À Clermont-Ferrand, l’enseigne Bouchara, réputée pour son linge de lit et ses textiles d’intérieur, a fermé définitivement ses portes, au grand désarroi de ses clients et employés. L’information a été annoncée brusquement, sans préavis, alors même que le tribunal de commerce de Paris n’avait pas encore statué sur l’avenir national de l'enseigne.
Une simple affichette scotchée sur la vitrine de l’avenue des États-Unis informe les fidèles clients que « la boutique est fermée définitivement ». Les clients sont invités à se tourner vers l’achat en ligne ou à se rendre à Lyon. Nicole, une cliente régulière, exprime sa désolation : « Je ne savais même pas qu’il y avait des problèmes », témoignant de l’inattendu de cette fermeture.
Cette situation alarmante n’est pas réservée à Clermont-Ferrand. De nombreuses boutiques de l'enseigne ont également fermé à Bourges, Quimper, Blois, et Albi, alors que l’avenir de Bouchara était encore incertain devant les tribunaux. Comme rapporté par Le Parisien, la marque traverse une période critique.
Une situation déconcertante
« On savait que c’était compliqué depuis des mois, mais on ne pensait pas que ça irait aussi vite », confie une employée ébranlée par la nouvelle.
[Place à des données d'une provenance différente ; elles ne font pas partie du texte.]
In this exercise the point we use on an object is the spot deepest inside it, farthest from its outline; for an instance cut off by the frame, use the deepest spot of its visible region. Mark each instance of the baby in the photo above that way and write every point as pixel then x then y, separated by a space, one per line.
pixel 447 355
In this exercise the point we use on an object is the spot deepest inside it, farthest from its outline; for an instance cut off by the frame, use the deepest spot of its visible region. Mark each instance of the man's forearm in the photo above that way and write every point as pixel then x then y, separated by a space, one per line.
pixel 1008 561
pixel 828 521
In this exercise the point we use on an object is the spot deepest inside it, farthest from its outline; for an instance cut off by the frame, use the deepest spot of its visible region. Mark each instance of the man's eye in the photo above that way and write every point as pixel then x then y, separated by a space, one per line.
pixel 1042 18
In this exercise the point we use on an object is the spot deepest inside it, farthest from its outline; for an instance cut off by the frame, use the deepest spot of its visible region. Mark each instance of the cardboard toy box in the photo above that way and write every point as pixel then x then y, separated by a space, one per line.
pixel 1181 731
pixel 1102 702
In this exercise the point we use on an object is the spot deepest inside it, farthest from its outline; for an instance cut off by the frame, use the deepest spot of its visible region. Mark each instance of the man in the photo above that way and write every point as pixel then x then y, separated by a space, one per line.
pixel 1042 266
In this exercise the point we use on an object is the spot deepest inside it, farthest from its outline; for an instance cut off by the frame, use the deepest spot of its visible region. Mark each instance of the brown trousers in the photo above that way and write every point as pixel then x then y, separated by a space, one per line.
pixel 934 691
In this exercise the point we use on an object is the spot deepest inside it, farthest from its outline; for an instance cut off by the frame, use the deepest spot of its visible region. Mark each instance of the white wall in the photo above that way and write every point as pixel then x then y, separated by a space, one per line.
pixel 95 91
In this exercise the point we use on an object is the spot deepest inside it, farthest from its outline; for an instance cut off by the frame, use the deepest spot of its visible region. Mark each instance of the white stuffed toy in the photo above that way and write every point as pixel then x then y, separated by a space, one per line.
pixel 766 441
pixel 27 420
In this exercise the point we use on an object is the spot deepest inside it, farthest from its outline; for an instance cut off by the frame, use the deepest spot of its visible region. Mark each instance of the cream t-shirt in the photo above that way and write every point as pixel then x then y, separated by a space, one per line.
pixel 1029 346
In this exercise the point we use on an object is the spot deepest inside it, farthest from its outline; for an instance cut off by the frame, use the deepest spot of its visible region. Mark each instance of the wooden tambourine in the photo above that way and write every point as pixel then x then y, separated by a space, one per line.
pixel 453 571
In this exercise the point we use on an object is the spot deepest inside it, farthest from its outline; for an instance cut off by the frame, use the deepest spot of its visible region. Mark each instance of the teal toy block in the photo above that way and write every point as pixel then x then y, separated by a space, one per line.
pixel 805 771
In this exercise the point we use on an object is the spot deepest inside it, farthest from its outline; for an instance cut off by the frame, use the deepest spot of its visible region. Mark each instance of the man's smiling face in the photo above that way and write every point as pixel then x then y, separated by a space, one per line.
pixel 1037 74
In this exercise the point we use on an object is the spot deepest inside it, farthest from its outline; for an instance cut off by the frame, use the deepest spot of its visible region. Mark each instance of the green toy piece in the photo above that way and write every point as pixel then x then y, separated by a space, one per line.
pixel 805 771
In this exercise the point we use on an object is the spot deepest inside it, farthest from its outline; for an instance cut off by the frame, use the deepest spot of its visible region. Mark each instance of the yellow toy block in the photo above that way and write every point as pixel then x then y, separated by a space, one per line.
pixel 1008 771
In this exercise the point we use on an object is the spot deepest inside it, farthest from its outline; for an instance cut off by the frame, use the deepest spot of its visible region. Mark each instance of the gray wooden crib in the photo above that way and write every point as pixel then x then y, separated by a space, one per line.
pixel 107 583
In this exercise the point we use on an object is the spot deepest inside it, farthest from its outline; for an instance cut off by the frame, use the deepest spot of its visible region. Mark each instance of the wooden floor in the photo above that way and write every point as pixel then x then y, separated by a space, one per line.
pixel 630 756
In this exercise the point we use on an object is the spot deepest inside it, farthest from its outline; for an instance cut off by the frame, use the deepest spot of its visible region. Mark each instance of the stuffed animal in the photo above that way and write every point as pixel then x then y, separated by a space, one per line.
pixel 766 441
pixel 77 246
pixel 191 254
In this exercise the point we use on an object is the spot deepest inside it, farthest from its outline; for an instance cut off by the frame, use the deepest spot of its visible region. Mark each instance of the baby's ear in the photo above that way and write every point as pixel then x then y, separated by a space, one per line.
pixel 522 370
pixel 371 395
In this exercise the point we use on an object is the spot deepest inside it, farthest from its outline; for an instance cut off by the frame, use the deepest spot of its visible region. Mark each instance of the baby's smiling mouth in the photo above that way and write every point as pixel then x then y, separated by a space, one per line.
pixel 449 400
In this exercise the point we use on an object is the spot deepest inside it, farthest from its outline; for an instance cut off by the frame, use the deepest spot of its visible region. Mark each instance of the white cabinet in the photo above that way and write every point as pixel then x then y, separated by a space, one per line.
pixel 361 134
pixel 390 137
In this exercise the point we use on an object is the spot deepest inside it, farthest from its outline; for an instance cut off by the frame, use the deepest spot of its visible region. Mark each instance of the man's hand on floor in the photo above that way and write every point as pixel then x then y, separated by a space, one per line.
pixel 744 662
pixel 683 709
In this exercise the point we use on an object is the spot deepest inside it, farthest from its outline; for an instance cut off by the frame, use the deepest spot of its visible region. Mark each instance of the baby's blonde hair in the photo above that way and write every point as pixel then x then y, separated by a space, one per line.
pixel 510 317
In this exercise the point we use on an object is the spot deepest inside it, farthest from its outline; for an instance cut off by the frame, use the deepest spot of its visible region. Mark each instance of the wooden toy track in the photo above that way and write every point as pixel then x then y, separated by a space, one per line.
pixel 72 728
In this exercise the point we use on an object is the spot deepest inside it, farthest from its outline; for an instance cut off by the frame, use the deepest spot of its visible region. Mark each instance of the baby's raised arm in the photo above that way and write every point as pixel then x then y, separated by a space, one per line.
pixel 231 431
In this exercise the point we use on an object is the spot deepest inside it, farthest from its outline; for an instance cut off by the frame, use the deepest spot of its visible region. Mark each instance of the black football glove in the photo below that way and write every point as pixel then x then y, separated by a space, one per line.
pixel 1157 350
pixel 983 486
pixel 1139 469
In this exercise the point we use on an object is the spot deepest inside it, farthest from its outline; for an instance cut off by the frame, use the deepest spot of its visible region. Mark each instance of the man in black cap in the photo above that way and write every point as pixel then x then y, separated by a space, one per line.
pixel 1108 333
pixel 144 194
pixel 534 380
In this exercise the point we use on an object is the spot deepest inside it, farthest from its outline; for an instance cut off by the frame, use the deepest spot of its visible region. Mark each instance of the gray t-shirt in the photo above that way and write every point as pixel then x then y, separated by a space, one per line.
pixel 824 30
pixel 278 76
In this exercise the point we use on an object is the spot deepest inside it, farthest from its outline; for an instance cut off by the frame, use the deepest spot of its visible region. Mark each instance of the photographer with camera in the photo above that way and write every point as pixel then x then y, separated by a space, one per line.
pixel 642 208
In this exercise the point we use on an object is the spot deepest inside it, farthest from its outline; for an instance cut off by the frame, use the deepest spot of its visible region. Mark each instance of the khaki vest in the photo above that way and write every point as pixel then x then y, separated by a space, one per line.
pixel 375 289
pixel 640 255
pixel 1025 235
Les semaines précédentes avaient été semées d'incertitudes, et les employés étaient en attente d’informations alors que les rayons se vidaient peu à peu.
L’entreprise, qui souffre d’un contexte économique difficile, est confrontée à une inflation croissante et à une baisse significative des dépenses des consommateurs, en plus de la concurrence aggressif de géants comme Shein et Temu. L’effondrement du marché immobilier a également impacté les ventes liées à la décoration intérieure.
Placée en redressement judiciaire en janvier, l’enseigne employait alors encore 541 salariés répartis sur une cinquantaine de magasins en France. Récemment, le tribunal a accepté l’offre de reprise d’une société hongkongaise, AA Investments, mais cela ne concerne que 25 magasins et 184 emplois sauvés, laissant de nombreux employés dans l'incertitude, comme le souligne Le Parisien.
Dans cette tourmente, le magasin clermontois, véritable institution de la ville, semble ne pas avoir de perspective de reprise, laissant ses clients et employés désemparés face à cette réalité difficile.